Dati alla mano, è comprensibile perché così tanti giovani formati in Spagna decidano di cercare lavoro all'estero. Non si tratta di una questione di sfollamento o di mancanza di opportunità globali, ma piuttosto di un confronto razionale: qui si lavora di più e si guadagna meno che in molti paesi limitrofi. E sebbene il costo della vita sia inferiore, non compensa pienamente la differenza di reddito, ma soprattutto il potenziale di risparmio derivante dal miglior rapporto stipendio/costo della vita.
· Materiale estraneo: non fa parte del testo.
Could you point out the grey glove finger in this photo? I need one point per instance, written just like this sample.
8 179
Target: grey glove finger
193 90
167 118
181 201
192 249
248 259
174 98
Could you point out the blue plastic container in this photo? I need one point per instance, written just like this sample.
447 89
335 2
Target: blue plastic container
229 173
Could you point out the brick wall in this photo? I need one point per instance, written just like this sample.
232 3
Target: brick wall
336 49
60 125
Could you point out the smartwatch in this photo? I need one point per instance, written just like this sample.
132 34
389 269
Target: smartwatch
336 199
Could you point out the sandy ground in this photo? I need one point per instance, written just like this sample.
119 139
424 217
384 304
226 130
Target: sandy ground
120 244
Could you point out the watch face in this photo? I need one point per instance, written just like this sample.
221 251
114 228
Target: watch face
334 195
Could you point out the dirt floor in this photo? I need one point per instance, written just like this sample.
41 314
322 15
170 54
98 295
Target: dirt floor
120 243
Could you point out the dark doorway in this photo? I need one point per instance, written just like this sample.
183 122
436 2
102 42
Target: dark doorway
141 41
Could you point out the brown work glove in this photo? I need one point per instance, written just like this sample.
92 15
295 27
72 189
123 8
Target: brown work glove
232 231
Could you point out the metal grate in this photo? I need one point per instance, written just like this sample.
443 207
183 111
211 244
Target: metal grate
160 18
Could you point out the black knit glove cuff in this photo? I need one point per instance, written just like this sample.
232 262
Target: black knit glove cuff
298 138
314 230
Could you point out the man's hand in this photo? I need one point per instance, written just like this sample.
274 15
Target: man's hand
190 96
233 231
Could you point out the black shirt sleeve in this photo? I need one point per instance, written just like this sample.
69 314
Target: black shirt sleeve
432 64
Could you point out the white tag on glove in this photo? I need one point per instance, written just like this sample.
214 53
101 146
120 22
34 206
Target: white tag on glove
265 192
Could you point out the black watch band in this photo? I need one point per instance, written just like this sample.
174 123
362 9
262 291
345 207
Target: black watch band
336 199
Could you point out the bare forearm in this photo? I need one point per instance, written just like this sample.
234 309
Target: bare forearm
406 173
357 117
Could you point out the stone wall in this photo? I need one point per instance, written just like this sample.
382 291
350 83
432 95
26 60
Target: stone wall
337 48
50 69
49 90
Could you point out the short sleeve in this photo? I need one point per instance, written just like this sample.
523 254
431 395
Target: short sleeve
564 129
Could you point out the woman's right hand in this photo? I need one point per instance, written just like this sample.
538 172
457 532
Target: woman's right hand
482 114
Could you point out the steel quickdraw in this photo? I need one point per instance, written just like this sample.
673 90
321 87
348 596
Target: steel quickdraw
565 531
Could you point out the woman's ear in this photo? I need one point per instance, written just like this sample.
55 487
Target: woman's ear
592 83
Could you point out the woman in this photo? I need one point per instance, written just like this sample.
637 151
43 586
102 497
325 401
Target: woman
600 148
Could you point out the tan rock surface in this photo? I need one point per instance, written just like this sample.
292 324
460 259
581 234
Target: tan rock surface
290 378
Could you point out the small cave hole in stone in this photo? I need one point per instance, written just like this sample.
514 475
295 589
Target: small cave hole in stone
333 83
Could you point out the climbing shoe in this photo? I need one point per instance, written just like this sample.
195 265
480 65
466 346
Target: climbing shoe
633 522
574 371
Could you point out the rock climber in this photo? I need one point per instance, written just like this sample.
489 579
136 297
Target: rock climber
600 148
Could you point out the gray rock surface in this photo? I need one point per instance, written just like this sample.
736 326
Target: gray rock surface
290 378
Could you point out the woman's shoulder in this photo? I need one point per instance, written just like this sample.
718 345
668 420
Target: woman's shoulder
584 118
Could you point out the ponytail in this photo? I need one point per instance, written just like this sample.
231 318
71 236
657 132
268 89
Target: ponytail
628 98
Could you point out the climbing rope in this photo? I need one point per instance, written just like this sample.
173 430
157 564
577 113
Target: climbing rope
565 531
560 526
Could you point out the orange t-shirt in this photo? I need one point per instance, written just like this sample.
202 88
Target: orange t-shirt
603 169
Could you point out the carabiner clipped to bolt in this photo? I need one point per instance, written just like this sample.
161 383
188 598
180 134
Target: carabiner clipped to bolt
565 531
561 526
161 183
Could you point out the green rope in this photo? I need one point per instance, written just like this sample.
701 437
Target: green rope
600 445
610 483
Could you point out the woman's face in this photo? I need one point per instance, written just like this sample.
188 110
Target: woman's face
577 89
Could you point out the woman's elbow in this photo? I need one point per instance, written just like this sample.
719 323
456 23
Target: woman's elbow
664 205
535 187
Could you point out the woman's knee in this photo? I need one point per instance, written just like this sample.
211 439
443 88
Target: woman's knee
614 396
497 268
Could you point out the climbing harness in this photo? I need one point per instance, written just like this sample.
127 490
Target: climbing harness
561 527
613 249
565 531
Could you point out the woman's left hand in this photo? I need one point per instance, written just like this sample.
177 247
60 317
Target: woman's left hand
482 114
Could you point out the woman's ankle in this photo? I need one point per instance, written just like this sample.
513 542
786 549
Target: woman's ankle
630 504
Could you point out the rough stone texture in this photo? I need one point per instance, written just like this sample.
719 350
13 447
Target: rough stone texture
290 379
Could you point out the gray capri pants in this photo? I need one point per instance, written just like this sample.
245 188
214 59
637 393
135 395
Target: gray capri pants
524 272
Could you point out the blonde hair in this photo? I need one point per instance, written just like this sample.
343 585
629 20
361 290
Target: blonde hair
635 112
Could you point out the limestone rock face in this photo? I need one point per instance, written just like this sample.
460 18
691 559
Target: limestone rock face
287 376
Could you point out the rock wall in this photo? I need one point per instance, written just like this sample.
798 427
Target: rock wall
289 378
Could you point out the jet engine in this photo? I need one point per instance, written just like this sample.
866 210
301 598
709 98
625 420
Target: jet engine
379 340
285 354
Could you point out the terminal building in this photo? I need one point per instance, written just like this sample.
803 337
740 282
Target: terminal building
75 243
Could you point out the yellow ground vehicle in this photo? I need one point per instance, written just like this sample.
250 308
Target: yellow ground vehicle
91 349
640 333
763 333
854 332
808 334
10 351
La Spagna ha molti punti di forza: un buon clima, un'adeguata assistenza sanitaria pubblica, sicurezza e istruzione. Ma per competere per i talenti – e ancor di più per trattenerli – deve migliorare le condizioni di lavoro , ridurre il lavoro temporaneo, aumentare i salari orari e facilitare percorsi di carriera stabili.
A questo proposito, Paris de l'Etraz avverte: "È molto difficile cambiare il corso delle grandi aziende che rimangono ancorate ai modelli di business del passato. Molti professionisti si rendono presto conto che saranno in grado di superare queste barriere e semplicemente andarsene. E sono proprio queste aziende a perdere quei talenti". Finché ciò non accadrà, la fuga dei talenti sarà una risposta prevedibile a una struttura del lavoro che premia poco e richiede molto.